In this case, the certificate is checked against the **subject public key info**
of the registered certificates of the `client_id`
## Installation
```elixir
def deps do
[
{:apiac_auth_mtls, "~> 1.0"},
]
end
```
## Plug options
- `:allowed_methods`: one of `:pki`, `:selfsigned` or `:both`. No default value,
mandatory option
- `:pki_callback`: a
`(String.t -> String.t | {tls_client_auth_subject_value(), String.t()} | nil)`
function that takes the `client_id` as a parameter and returns its DN as a `String.t()` or
`{tls_client_auth_subject_value(), String.t()}` or `nil` if no DN is registered for
that client. When no `t:tls_client_auth_subject_value/0` is specified, defaults to
`:tls_client_auth_subject_dn`
- `:selfsigned_callback`: a `(String.t -> binary() | [binary()] | nil)`
function that takes the `client_id` as a parameter and returns the certificate
or the list of the certificate for `the client_id`, or `nil` if no certificate
is registered for that client. Certificates can be returned in DER-encoded format, or
native OTP certificate structure
- `:cert_data_origin`: origin of the peer cert data. Can be set to:
- `:native`: the peer certificate data is retrieved from the connection. Only works when
this plug is used at the TLS termination endpoint. This is the *default value*
- `{:header_param, "Header-Name"}`: the peer certificate data, and more specifically the
parameter upon which the decision is to be made, is retrieved from an HTTP header. When
using this feature, **make sure** that this header is filtered by a n upstream system
(reverse-proxy...) so that malicious users cannot inject the value themselves. For instance,
the configuration could be set to: `{:header_param, "SSL_CLIENT_DN"}`. If there are several
values for the parameter (for instance several `dNSName`), they must be sent in
separate headers. Not compatible with self-signed certiticate authentication
- `:header_cert`: the whole certificate is forwarded in the `"Client-Cert"` HTTP header
as a Base64 encoded value of the certificate's DER serialization, in conformance with
[Client-Cert HTTP Header: Conveying Client Certificate Information from TLS Terminating Reverse Proxies to Origin Server Applications (draft-bdc-something-something-certificate-01)](https://tools.ietf.org/html/draft-bdc-something-something-certificate-01)
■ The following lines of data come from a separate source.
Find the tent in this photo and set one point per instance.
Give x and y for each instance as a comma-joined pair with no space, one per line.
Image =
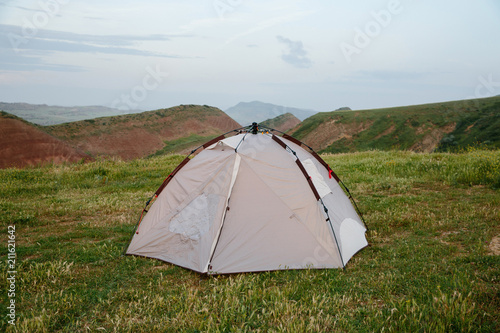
254,201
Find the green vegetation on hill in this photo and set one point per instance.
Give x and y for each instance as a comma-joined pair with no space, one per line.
282,122
431,266
441,126
181,144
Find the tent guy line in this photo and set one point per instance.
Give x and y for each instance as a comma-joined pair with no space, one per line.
204,217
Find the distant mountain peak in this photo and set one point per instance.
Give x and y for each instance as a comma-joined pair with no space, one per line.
256,111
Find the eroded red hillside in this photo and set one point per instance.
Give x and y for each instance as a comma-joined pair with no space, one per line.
23,144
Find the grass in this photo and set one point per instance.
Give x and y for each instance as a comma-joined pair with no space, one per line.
193,140
431,218
470,122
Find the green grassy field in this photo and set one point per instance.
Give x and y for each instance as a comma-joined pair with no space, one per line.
400,128
431,217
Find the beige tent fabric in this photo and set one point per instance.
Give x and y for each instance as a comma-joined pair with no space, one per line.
261,232
243,205
199,189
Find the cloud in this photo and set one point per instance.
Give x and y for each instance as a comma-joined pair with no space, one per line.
296,54
15,38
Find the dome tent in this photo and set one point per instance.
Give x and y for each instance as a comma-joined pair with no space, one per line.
250,202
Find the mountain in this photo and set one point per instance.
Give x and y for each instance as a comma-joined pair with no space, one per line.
428,127
178,129
246,113
282,122
24,144
43,114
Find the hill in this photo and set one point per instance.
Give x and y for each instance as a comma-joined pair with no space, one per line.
176,129
24,144
246,113
432,265
282,122
42,114
426,128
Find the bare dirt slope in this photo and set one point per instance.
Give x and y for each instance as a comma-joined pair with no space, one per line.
139,135
23,144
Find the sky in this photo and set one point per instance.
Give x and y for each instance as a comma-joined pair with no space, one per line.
314,54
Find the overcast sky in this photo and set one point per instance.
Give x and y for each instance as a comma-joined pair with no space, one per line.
315,54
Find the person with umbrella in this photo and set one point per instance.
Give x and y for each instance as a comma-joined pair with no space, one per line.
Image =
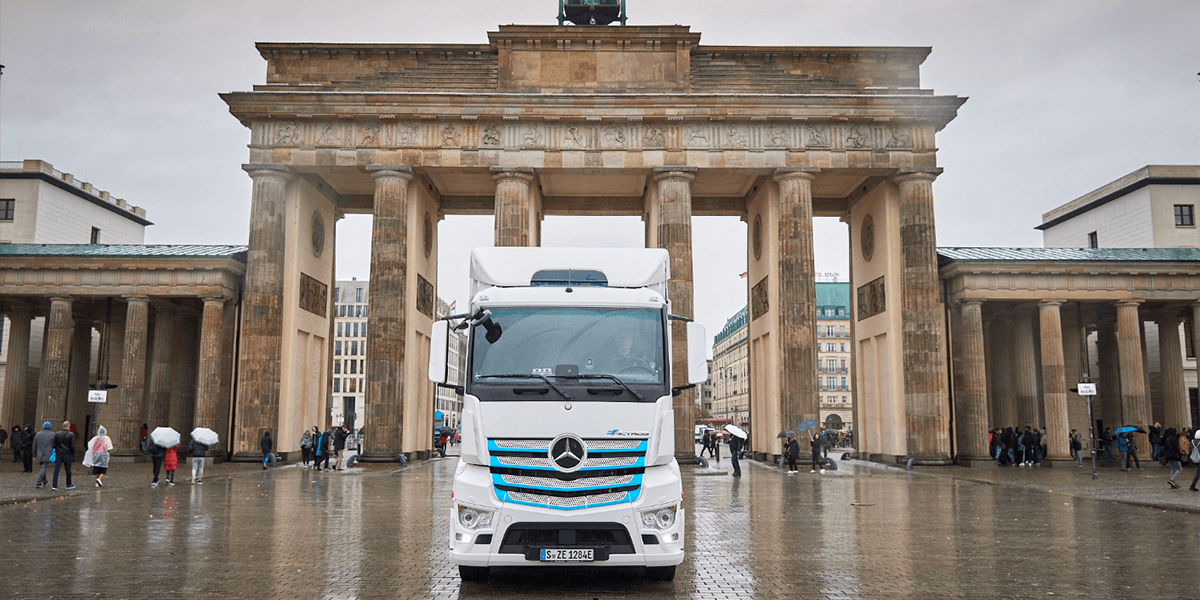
735,447
793,454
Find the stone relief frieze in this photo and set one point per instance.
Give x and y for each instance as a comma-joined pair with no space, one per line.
532,136
409,133
369,135
491,136
817,136
612,136
654,136
856,138
287,132
574,136
900,138
330,135
449,135
777,135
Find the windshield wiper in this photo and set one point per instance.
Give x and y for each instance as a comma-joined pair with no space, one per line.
532,376
636,395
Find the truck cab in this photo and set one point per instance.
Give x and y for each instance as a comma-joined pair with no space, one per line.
568,429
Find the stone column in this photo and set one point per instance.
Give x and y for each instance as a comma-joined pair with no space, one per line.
1054,382
924,365
262,324
12,411
208,383
133,378
387,323
1176,412
1107,406
1133,382
1025,371
675,234
971,399
81,366
54,377
1006,397
514,205
161,365
797,305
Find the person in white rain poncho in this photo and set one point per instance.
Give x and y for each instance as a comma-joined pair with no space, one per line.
96,456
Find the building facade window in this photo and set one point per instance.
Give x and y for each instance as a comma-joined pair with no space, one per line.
1183,216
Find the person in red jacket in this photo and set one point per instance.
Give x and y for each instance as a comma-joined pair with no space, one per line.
169,463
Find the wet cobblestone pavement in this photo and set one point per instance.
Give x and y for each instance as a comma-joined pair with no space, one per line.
381,532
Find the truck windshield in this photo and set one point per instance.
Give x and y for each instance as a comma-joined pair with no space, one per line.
563,343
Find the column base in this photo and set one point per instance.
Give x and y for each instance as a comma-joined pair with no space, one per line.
976,461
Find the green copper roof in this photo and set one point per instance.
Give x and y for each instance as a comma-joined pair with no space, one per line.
949,255
121,250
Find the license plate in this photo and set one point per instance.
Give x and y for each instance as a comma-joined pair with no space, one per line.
567,556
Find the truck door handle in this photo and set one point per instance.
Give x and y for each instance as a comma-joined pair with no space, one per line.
531,390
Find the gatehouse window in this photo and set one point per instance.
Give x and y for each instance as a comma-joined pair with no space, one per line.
1183,215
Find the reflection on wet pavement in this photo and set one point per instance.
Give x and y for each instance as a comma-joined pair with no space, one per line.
382,533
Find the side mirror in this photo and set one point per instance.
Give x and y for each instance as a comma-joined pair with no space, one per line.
439,351
697,353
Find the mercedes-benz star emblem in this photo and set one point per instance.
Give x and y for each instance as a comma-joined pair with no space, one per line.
568,453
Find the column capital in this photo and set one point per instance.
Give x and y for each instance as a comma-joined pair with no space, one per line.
675,173
789,173
513,173
268,171
905,175
390,172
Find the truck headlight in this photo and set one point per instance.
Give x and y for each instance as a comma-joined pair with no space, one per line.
660,519
473,519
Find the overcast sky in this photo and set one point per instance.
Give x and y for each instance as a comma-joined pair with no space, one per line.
1065,96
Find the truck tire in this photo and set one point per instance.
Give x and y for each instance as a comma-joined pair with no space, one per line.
472,573
659,573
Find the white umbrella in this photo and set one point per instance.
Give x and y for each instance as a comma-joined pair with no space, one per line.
205,436
165,437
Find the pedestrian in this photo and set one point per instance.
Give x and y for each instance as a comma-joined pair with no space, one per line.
171,463
322,450
1133,451
1195,460
157,454
197,450
340,435
27,448
816,445
793,454
735,449
265,444
305,448
96,455
43,449
64,454
1169,447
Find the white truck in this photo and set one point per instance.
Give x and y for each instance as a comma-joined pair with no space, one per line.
568,430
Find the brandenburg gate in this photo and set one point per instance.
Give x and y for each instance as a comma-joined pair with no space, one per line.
594,120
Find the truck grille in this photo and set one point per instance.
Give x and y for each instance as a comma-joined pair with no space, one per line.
611,473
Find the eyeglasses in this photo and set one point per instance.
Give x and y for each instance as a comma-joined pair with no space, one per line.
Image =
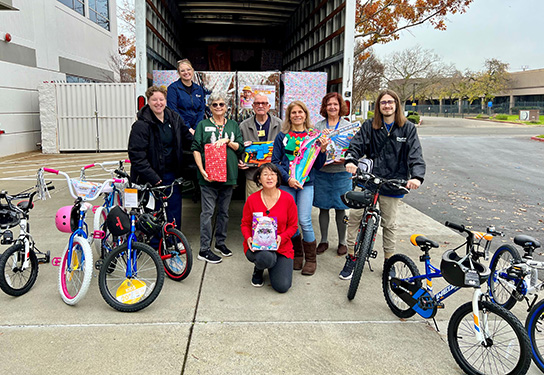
387,102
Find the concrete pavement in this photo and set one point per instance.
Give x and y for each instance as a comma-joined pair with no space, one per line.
215,322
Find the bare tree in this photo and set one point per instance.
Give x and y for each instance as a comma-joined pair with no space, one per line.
368,75
412,71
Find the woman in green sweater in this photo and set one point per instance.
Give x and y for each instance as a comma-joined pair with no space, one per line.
218,130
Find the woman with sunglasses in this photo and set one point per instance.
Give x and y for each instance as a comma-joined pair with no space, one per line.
186,97
220,131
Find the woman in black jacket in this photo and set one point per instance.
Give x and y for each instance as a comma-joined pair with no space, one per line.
155,147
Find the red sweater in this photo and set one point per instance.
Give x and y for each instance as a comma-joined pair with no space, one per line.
285,212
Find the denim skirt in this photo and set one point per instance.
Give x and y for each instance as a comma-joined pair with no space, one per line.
328,187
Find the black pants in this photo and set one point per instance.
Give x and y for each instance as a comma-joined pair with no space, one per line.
280,268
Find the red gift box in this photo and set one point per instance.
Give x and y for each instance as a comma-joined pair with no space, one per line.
216,162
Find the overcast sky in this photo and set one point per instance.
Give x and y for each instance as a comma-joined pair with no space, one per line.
509,30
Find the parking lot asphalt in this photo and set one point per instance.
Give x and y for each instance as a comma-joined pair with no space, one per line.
215,321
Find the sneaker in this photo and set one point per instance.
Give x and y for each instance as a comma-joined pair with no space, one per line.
223,249
257,279
209,257
347,271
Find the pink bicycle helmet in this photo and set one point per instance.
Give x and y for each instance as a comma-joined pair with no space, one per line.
62,219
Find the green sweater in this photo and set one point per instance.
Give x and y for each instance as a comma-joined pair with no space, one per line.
203,133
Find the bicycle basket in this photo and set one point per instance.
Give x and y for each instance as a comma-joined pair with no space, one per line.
8,218
463,272
358,199
149,224
118,221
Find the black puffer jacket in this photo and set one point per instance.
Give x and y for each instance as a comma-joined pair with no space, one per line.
145,146
395,155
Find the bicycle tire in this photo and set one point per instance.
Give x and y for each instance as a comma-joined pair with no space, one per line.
365,249
14,281
507,349
150,277
503,258
74,283
403,267
535,330
176,254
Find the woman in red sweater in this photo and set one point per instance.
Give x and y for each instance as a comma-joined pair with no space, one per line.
271,202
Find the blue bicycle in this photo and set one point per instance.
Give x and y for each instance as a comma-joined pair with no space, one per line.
483,337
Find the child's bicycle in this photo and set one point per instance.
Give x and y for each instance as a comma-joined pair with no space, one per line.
514,278
367,200
19,263
484,338
132,275
102,240
76,267
173,247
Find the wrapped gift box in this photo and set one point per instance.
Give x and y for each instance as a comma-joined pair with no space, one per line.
308,87
216,162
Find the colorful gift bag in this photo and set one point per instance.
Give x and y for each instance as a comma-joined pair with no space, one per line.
265,232
216,162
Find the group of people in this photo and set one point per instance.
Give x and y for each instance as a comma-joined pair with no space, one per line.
173,121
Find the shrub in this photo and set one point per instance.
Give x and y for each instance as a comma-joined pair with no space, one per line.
414,119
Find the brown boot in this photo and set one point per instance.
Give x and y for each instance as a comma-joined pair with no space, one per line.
297,246
311,258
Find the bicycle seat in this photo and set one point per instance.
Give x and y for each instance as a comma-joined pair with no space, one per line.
423,242
358,199
526,241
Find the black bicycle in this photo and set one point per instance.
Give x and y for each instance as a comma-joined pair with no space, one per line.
366,199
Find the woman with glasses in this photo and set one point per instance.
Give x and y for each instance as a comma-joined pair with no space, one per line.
286,145
186,97
217,130
270,202
332,180
155,147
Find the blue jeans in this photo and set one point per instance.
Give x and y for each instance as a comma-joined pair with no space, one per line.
211,197
304,199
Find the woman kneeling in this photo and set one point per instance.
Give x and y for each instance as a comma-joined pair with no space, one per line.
279,206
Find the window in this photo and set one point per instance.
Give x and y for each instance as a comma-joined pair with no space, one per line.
77,5
99,12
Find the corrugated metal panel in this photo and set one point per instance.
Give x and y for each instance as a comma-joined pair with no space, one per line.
95,117
116,107
76,105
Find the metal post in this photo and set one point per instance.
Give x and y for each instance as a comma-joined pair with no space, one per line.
349,50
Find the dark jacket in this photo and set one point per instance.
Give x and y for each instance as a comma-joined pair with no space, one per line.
145,145
191,106
395,155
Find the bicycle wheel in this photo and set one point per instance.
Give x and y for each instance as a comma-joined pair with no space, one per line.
130,294
14,280
176,254
506,349
400,267
75,274
365,246
535,329
500,289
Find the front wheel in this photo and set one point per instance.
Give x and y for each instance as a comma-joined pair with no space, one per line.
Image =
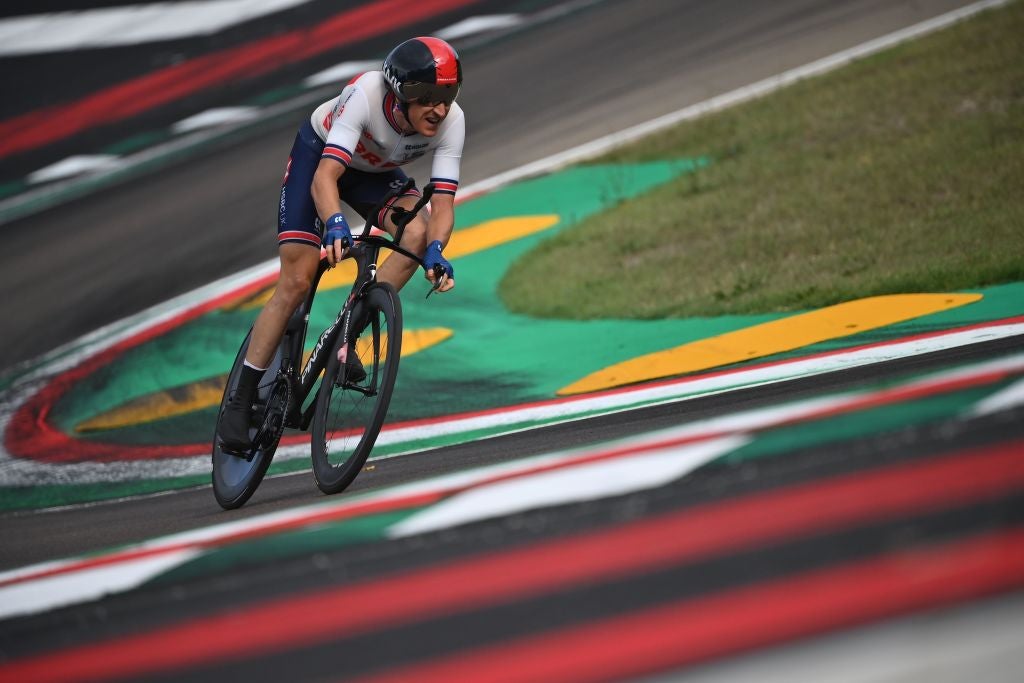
349,415
236,477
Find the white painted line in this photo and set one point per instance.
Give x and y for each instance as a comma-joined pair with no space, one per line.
129,25
27,472
590,481
216,117
608,469
1010,397
768,85
73,166
35,200
50,592
340,74
477,25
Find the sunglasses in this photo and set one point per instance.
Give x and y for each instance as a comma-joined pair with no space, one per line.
429,94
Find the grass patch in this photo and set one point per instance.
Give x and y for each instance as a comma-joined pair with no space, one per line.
902,172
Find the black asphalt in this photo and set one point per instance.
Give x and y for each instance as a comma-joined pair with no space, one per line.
615,63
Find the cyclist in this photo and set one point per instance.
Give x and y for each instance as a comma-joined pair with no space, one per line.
350,151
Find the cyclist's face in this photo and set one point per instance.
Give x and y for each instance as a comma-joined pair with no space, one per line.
427,118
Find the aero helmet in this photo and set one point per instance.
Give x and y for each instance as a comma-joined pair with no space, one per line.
425,70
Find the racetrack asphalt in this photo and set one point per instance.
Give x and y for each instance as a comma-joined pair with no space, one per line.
646,66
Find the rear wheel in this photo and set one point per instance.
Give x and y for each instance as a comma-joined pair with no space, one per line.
349,415
236,477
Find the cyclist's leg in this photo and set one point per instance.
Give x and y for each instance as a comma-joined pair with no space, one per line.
299,240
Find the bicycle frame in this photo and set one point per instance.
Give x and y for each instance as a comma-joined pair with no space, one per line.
366,255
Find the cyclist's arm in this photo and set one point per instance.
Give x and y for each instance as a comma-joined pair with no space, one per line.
325,187
441,218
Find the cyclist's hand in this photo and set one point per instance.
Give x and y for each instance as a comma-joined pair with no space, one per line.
337,239
434,262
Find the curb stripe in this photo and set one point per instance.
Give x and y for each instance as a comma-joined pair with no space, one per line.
680,537
140,94
435,488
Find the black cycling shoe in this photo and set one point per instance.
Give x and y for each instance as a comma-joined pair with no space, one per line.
233,429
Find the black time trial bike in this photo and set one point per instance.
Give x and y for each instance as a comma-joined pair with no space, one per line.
350,403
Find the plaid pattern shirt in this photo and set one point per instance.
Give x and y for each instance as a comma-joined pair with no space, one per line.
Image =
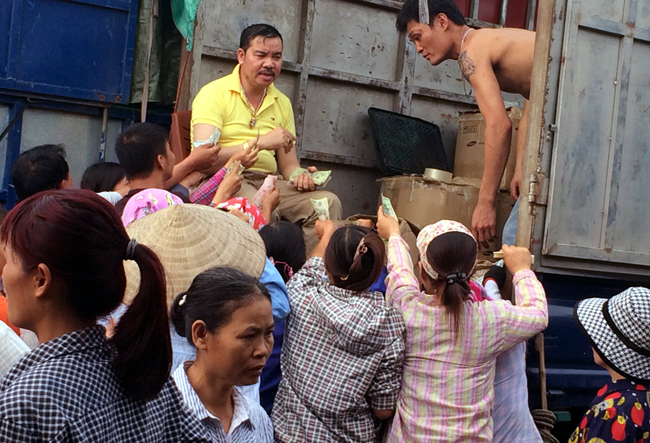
447,389
206,192
341,358
66,390
12,348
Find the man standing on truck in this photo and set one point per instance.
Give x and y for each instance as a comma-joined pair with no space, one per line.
491,61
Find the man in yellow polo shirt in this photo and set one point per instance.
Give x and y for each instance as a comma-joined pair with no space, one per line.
245,104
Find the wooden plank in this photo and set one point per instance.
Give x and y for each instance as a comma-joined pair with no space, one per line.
535,129
300,100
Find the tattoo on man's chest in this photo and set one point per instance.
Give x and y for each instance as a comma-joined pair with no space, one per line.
466,64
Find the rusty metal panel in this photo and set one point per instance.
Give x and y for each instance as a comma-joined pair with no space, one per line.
224,22
597,142
346,38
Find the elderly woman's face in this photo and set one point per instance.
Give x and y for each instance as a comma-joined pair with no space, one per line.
237,351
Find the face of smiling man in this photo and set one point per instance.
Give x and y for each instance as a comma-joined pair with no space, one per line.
261,63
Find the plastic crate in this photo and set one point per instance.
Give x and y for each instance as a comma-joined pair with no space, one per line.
406,145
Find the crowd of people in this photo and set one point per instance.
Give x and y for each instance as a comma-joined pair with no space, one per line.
183,300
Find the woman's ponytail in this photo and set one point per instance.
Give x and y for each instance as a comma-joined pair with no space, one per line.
355,257
141,338
453,256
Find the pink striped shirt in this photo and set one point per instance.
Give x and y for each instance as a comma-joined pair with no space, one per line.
448,386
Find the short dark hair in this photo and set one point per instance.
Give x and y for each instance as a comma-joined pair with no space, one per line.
349,269
139,146
103,176
213,296
258,30
38,169
411,12
285,243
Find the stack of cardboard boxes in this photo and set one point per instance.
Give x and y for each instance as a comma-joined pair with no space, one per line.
425,201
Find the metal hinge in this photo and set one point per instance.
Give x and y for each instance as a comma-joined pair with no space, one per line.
538,189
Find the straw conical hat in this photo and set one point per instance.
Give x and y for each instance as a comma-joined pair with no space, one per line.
189,239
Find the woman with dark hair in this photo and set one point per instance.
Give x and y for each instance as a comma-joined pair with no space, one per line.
64,251
227,316
452,338
343,346
285,248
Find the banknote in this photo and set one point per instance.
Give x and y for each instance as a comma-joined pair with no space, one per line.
321,178
214,138
268,185
388,207
321,207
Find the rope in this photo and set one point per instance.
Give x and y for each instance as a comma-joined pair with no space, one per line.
544,420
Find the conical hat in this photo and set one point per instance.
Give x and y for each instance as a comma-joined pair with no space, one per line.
189,239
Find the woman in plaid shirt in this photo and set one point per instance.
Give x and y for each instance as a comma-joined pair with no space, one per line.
343,347
452,342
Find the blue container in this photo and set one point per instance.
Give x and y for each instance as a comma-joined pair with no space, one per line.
79,49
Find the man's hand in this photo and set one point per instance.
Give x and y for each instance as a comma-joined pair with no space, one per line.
247,157
304,182
484,222
515,184
271,200
279,138
324,228
386,226
229,186
205,158
516,258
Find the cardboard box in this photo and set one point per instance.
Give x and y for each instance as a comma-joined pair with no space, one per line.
425,202
470,146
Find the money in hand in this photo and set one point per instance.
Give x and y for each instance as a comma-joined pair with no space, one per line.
321,207
321,178
214,138
388,207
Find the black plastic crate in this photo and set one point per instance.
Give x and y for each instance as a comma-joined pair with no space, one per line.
406,145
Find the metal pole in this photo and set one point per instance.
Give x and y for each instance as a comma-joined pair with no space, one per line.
503,12
102,138
473,9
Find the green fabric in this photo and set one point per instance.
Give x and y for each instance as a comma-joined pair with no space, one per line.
165,54
184,12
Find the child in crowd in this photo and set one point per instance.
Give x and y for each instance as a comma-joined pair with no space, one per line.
64,251
343,350
618,330
285,247
227,316
107,179
453,340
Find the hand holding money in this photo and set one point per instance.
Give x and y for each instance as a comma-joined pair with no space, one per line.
320,178
386,225
321,207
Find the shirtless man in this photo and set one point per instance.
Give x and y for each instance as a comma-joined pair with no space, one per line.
492,61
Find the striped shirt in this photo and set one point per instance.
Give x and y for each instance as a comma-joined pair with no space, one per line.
250,423
448,386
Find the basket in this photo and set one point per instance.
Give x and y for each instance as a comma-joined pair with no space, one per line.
406,145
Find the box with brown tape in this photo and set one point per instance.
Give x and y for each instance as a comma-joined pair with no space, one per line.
470,146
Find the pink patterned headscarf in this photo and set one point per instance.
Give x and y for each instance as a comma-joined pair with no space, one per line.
429,233
147,202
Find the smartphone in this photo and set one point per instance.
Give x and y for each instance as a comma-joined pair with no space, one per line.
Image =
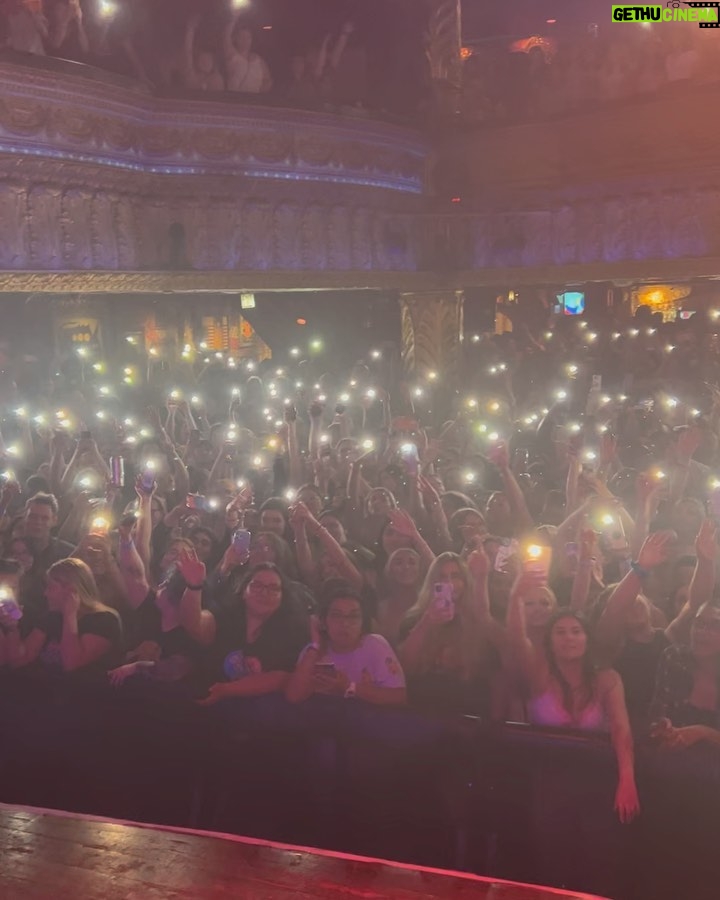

- `{:header_cert, "Header-Name"}`: the whole certificate is forwarded in the
"Header-Name" HTTP header as a Base64 encoded value of the certificate's DER serialization
- `{:header_cert_pem, "Header-Name"}`: the whole certificate is forwarded in the
"Header-Name" as a PEM-encoded string and retrieved by this plug
- `:set_error_response`: function called when authentication failed. Defaults to
`APIacAuthBasic.send_error_response/3`
- `:error_response_verbosity`: one of `:debug`, `:normal` or `:minimal`.
Defaults to `:normal`
## Example
```elixir
plug APIacAuthBasic, allowed_methods: :both,
selfsigned_callback: &selfsigned_certs/1,
pki_callback: &get_dn/1
# further
defp selfsigned_certs(client_id) do
:ets.lookup_element(:clients, :client_id, 5)
end
defp get_dn("client-1") do
"/C=US/ST=ARI/L=Chicago/O=Agora/CN=API access certificate"
end
defp get_dn(_), do: nil
```
## Configuring TLS for client authentication
See the module's information for further information, examples, and the security considerations.